1. Imam adalah seorang anggota umat beriman dan sama dengan umat itu, dan sebagai seorang beriman dengan segala kelemahan dan kebingungan. Namun, di tengah umat itu ia mempunyai identitas khusus oleh Sakramen Tahbisan. Identitas itu terutama nampak di bidang sakramen, dan tentunya dalam Perayaan Ekaristi “Puncak Kehidupan Umat Allah”. “Dan semuanya dari Allah, yang dengan perantaraan Kristus telah mendamaikan kita dengan diri-Nya dan yang telah mempercayakan pelayanan pendamaian itu kepada kami. Sebab Allah mendamaikan dunia dengan diri-Nya, oleh Kristus dengan tidak memperhitungkan pelanggaran mereka. Ia telah mempercayakan berita pendamaian itu kepada kami.” (2Kor 5:18-21)

2. Firman damai dan pelayanan Damai Kristus ini justru diwujudkan dalam perayaan-perayaan sakramen, khususnya EKARISTI. Jadi, menurut tradisi, kita bisa mengerti, bahwa dalam perayaan sakramen itu, khususnya Ekaristi, fungi dan identitas imam nampak dengan jelas, sebagai kekhususan, dan sah dan berbeda dari fungsi umat yang hadir dan ikut dalam perayaan. Dengan begitu terang dan jelas dalam ORDO MISSAE, yang tradisionil, dan yang terdapat dalam Missale Romanum (yang direvisi) ...Ordo dengan Canon 1 (yang disebut Romawi).

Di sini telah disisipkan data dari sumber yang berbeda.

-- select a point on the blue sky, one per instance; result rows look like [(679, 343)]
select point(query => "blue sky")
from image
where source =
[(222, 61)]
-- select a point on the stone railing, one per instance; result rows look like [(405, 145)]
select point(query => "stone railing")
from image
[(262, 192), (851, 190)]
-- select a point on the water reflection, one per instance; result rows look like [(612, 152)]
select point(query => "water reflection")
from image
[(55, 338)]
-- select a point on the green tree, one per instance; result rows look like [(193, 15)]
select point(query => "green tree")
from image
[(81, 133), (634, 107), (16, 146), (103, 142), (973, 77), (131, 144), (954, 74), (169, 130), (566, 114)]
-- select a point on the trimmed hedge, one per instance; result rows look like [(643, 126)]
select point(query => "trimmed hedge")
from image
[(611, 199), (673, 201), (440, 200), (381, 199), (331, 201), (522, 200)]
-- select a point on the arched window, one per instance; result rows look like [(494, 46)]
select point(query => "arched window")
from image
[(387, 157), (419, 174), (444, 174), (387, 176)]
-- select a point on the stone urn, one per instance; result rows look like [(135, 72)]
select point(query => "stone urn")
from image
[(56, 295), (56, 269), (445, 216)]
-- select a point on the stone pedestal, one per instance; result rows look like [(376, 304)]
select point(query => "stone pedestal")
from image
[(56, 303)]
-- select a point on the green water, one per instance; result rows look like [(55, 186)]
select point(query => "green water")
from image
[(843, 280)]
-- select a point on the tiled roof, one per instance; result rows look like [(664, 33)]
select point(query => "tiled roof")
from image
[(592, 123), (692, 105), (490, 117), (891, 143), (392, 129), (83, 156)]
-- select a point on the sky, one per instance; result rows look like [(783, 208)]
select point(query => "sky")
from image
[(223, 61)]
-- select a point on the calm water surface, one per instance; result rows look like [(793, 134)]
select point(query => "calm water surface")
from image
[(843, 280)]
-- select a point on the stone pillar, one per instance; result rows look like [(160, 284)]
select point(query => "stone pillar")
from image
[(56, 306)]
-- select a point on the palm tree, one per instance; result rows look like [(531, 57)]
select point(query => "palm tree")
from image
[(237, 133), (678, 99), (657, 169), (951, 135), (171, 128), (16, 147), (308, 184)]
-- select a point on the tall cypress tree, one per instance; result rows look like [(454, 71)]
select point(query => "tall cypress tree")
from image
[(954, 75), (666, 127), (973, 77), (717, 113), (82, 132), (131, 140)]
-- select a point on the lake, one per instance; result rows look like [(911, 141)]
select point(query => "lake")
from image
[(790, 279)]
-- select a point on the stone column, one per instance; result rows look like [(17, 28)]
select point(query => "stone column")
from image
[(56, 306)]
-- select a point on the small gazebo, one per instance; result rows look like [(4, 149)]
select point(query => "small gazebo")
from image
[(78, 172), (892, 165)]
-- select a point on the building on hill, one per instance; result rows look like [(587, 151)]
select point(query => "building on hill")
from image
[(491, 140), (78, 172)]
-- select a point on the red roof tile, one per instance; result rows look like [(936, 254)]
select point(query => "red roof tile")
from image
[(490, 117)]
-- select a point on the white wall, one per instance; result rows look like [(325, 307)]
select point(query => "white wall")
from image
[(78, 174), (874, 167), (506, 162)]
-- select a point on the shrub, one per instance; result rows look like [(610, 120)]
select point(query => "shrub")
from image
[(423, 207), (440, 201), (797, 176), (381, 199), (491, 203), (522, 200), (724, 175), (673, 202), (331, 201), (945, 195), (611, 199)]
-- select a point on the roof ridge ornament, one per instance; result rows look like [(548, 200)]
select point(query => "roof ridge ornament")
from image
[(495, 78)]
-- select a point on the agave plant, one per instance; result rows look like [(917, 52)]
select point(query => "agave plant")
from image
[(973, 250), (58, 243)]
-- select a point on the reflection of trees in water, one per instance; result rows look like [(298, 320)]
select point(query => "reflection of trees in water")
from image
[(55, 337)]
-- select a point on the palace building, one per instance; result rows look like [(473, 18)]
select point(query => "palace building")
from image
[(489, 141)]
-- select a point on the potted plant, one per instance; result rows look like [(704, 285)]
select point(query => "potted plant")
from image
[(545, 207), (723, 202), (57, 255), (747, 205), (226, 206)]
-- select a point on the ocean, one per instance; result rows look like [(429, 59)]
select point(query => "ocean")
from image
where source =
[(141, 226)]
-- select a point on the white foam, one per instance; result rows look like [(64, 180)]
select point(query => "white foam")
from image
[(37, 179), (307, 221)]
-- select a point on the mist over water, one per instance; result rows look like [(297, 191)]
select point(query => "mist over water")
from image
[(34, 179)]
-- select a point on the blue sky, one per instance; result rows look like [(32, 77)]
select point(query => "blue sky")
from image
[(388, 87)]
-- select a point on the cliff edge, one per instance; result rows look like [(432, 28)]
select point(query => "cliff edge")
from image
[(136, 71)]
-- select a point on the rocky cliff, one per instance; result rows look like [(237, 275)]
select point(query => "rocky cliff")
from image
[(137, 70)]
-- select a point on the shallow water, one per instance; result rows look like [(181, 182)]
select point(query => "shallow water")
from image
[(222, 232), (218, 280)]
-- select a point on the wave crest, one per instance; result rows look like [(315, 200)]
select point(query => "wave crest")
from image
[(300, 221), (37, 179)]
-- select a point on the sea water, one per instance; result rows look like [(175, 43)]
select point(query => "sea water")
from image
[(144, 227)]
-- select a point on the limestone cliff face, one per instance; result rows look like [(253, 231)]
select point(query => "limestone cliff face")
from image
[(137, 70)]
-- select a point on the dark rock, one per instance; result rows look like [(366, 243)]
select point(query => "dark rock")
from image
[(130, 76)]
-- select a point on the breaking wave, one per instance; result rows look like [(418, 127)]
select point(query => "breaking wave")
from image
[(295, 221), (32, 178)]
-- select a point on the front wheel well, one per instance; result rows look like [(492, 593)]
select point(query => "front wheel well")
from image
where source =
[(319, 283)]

3. Betapa membingungkan ketika terjemahan Ordo Missae itu diterbitkan dalam bahasa Indonesia. Rasanya waktu itu sudah nampak suatu tendensi untuk mengurangkan atau mengaburkan kejelasan identitas imam dan fungsinya yang khusus. Coba kita cermati contoh-contoh sebagai berikut ini:

“Dominus vobiscum” (Tuhan sertamu) diganti dengan “Tuhan beserta kita” dan pada tempat pertama, seakan-akan ditulis “Dominus nobiscum” (Tuhan beserta kita). Dan terjemahan yang sebenarnya “sertamu” hanya diberikan sebagai alternatif - di tempat kedua - atau di dalam kurung! Padahal, dalam Missale, “Dominus nobiscum” tidak pernah diberikan sebagai kata salam. Demikian juga dalam Tata Perayaan Ekaristi baru ini, banyak variasi diberikan. Coba kita lihat buku Misa bahasa Jerman SCHOTT! Di sana terdapat juga banyak variasi dan contoh-contoh kata salam, namun semuanya itu dalam artinya yang asli dan benar, “MitEuch” (Tuhan sertamu). Inilah salam dari pemimpin perayaan kepada para peserta! Dan pemimpin perayaan “Pelayan - Damai - Kristus” ini ialah “Imam”!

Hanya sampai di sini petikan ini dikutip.